*** August Chemotherapy Discussion 2020 ***

Good morning everyone,

I was diagnosed with Triple Negative Breast Cancer in May this year, had surgery in June and started my cycles of Chemotherapy (FEC-T) 11 days ago.  I have been reading through this forum and ditto what everyone has said in relation to different emotions, different days and taking it one day at a time.  There is so much support on here to get us through, so many tips and interesting questions that helps me to understand that most of the side effects I'm going through are normal.  Thank you all.

I just wanted to check if everyone on the cycle of FEC have been given the 5 day injections after each cycle and has anyone been prescribed antibiotics to take daily throughout the cycle?

Hi FaithDe

I have TNBC too, diagnosed June 20, but I’m having chemo before surgery.  Just completed my second FEC but I have the joy of 7 days of injections.  No antibiotics though. 

Hope you’ve coped ok with your first FEC? 
take care x

Thank you Birdy71, the chemotherapy was definitely the part of the treatment I was least looking forward too.  It hasn't been as bad as I thought it would be.  I had a reaction to the medication I was given to take 5 days after chemo, shivers and high temperature, acid reflux (which seems to be ok at the moment) and I am experiencing lower back pain which I can only describe as Sciatica, this to happen in the evening.  Apart from that I think I have coped well on the first cycle apart from the odd tearful days.  I'm trying to remain positive only 5 more cycles and the radiotherapy.  My surgery was successful all cancer removed and no cancer in the lymph nodes.  Keeping the faith that this adjuvant chemotherapy also has positive results xx

Hi FaithDe I have had one cycle of FEC now day 12 and after an initial tough three days was feeling better. Started the injections and by day 6 was in agony with headache and chest pain and fever. Went into hospital all checked out just side effects but they gave me antibiotics anyway. I don’t get them routinely but have just finished a week’s course. One week off now till round Two. 

I have a HER2 positive BC so will go onto Herceptin/Perjeta/T after round 3

Have a nice Sunday

Kate

Hi GoldenGriller

I do hope you are feeling better now.  I know they say that the injections do cause muscle pain, the only way I can describe this is like labour pains in my lower back.  I have even started timing the spasms a bit like contractions..lol.  I'm just over a week for my next round.  I don't know if anyone can confirm if they increase the cycle dose each time or will it remain the same? 

Hi GoldenGriller

I have been following you with interest re EC .It seems you had your chemo a day before mine and I like you was doing OK apart from a UTI treated with antibiotics from day 3 .On the night of day 5 however it all changed - felt like I was having an allergic reaction to something . My skin had been itchy during the day and then when I was in bed had an awful feeling of doom, vibrating insides and in desperation after a while took a Clarityn .Fortunately after about 40 minutes things calmed down so I could sleep. Didn’t get up to take my temperature as I just needed to stay where I was . I contacted the centre where I have my treatment and told the story and said I really didn’t feel comfortable taking more Filgrastim - I was convinced that was the problem but not been confirmed .Only had 3 and not restarted. Pharmacist wants me to have at least 5 next time but as I have review consultation before next EC I will see if that has changed . 
Now on day 12 ( counting day 1 as chemo day )and still very tired but like you I am feeling much better . 

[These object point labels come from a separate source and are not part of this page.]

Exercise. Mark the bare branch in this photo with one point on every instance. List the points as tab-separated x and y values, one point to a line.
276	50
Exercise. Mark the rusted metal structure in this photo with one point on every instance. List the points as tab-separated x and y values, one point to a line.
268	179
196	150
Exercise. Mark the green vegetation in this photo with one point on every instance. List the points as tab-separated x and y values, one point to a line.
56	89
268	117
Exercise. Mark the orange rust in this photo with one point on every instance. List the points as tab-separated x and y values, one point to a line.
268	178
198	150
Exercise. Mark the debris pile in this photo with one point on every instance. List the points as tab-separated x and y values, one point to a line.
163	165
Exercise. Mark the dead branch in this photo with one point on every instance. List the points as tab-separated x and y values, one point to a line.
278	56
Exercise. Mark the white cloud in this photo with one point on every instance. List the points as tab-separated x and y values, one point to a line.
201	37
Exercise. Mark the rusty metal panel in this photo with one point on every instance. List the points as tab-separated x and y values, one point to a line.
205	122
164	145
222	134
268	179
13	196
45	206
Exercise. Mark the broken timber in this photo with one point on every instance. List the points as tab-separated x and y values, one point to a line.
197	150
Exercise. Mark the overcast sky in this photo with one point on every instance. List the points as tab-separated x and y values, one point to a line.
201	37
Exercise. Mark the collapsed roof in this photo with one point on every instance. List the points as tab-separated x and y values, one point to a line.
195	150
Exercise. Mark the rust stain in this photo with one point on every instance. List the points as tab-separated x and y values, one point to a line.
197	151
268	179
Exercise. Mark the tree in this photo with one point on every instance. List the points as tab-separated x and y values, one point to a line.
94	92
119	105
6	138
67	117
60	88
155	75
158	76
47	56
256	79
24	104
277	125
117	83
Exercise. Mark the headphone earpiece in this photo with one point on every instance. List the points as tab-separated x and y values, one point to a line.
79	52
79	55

So far for me it’s been more challenging than Paclitaxel and Herceptin/ Pertuzamab was - and that had its moments!
So let’s see how we get on with the next one GoldenGriller - we can do it!
Best wishes

I had acid reflux on AC but when I mentioned it to the oncologist in my first review, they prescribed something which really helped and it's only very occasionally bothered me since then. So do mention it and see what they can do to help!

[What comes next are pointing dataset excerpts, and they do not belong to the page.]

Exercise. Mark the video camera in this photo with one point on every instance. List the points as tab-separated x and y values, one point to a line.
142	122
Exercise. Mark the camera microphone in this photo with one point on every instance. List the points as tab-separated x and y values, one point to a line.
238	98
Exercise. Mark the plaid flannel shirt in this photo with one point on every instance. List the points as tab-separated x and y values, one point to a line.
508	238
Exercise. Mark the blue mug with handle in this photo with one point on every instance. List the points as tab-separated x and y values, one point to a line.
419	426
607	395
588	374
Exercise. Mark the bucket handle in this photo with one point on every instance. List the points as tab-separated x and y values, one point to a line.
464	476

I had my first docetaxel (after four rounds of AC) two weeks ago, and I think my nails have started to lift from the bed. How can I help them stay on until new nail has had a chance to grow?

I've been keeping them short, moisturised the nails and base, and had dark nail polish on throughout. My nails coming off was always the biggest squick factor that I'd dreaded, but I'm hoping the reality won't be as bad as my fears?

Thank you m123, It did eventually go about 3 days ago now.  I ended up taking Rennie's, drinking milk and having ginger biscuits.  I have prepared a list ready for my appointment with the consultant so that I can have everything I need the day I leave my 2nd chemo cycle.  Can you remember the name of what they prescribed for you?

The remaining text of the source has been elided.